Two-Pointer Gap Technique
The one-pass solution uses two pointers — fast and slow — both starting at a dummy node placed before the head. The key is to advance fast exactly n + 1 steps ahead of slow. Then move both pointers forward one step at a time until fast becomes null.
At that moment, slow is pointing to the node immediately before the nth-from-end node. Setting slow.next = slow.next.next effectively removes the target node from the list. Return dummy.next as the new head.
This works because the gap of n + 1 between the pointers ensures that when fast falls off the end of the list (null), slow is exactly one position before the node to delete — giving you the predecessor pointer you need for removal.
- 1Create a dummy node and set dummy.next = head
- 2Initialize fast = dummy and slow = dummy
- 3Advance fast exactly n + 1 steps forward
- 4Move both fast and slow one step at a time until fast is null
- 5Set slow.next = slow.next.next to remove the target node
- 6Return dummy.next as the new head
Why Use a Dummy Node
The dummy node is not just a convenience — it is necessary for correctness. Consider the case where n equals the length of the list, meaning you need to remove the head node. Without a dummy node, there is no predecessor to update; you would need a special case to handle head removal.

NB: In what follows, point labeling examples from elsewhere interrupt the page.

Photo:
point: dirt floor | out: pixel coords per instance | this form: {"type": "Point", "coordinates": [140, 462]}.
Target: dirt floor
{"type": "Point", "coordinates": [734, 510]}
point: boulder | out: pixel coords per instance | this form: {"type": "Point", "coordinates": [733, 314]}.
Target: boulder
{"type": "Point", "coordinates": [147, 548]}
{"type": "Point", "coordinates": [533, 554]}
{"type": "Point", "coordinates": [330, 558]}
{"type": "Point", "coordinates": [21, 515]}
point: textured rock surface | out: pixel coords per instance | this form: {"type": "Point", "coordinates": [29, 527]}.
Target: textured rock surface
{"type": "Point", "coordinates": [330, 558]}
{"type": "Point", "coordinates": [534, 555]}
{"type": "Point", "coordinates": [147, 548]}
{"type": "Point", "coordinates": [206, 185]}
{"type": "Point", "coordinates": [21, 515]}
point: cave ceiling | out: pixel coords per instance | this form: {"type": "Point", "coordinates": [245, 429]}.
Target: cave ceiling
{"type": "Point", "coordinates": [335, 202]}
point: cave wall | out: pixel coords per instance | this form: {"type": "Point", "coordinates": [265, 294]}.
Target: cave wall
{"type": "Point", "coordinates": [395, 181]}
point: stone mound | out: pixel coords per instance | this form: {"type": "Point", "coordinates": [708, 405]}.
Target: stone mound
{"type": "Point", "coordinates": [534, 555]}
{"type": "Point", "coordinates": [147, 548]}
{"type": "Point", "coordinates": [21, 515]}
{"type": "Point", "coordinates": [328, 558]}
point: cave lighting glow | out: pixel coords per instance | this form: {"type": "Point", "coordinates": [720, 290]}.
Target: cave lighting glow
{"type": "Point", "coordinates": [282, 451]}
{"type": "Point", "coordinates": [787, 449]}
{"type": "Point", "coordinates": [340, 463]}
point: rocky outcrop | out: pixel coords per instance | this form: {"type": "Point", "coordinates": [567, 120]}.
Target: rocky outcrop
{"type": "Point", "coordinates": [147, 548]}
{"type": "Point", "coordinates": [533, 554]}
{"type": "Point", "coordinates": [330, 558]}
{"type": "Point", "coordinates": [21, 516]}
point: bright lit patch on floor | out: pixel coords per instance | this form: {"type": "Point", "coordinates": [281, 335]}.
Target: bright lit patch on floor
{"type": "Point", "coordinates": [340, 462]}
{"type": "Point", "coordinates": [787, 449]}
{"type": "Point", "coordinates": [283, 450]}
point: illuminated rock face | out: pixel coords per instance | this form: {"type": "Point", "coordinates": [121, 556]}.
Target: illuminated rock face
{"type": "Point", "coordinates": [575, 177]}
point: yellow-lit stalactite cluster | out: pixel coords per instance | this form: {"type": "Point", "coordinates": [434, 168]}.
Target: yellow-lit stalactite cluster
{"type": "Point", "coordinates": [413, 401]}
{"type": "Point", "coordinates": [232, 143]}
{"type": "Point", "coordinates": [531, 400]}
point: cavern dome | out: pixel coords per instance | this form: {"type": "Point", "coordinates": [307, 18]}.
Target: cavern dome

By prepending a dummy node before the actual head, slow always starts one step before the list. This guarantees that slow can always point to the node before the target, even when the target is the first real node. The dummy node makes the removal logic uniform for every position in the list.
After the removal, returning dummy.next gives you the correct new head — whether the original head was removed or not. This is a standard linked list pattern that shows up in many list manipulation problems.
Dummy Node Pattern
The dummy node eliminates the head-removal special case entirely. Because slow starts at dummy, it can always reach the node one before the target — even when the target is the very first node in the list.
Walk-Through Example
Trace through the list 1 → 2 → 3 → 4 → 5 with n = 2. We want to remove the 2nd node from the end, which is node 4. After removal the list should be 1 → 2 → 3 → 5.
Start: dummy → 1 → 2 → 3 → 4 → 5, both fast and slow at dummy. Advance fast by n + 1 = 3 steps: fast is now at node 3. Move both together: fast goes to node 4, slow to node 1; fast goes to node 5, slow to node 2; fast goes to null, slow to node 3. Now slow is at node 3, which is right before the target node 4.
Execute slow.next = slow.next.next: slow.next was node 4, now it points to node 5. Node 4 is removed. Return dummy.next which is node 1. Final list: 1 → 2 → 3 → 5. The algorithm handled it correctly with a single traversal.
- 1Initial: dummy → 1 → 2 → 3 → 4 → 5, fast = slow = dummy
- 2Advance fast 3 steps (n+1=3): fast is at node 3
- 3Move both: fast → 4, slow → 1
- 4Move both: fast → 5, slow → 2
- 5Move both: fast → null, slow → 3
- 6slow.next = slow.next.next removes node 4
- 7Return dummy.next = node 1; result: 1 → 2 → 3 → 5
Code Walkthrough Python and Java
In Python: create a ListNode dummy with dummy.next = head. Set fast = slow = dummy. Loop n + 1 times advancing fast. Then while fast is not None, advance both fast and slow. Set slow.next = slow.next.next. Return dummy.next. Time complexity O(n), space complexity O(1). The entire solution is about 10 lines.
In Java: the pattern is identical — create a dummy ListNode, initialize both pointers to dummy, advance fast n + 1 times in a for loop, then use a while (fast != null) loop to move both, finally set slow.next = slow.next.next and return dummy.next. The dummy node's val can be 0 or any value since it is never part of the output.
Both implementations run in O(n) time with a single pass and use O(1) extra space — only two pointers and the dummy node are allocated. This is the optimal solution for this problem.
Off-by-One Alert
Advance fast by n + 1 steps, not n steps. The extra step is critical: it ensures slow stops ONE node before the target, giving you slow.next as the node to delete and enabling the clean slow.next = slow.next.next removal.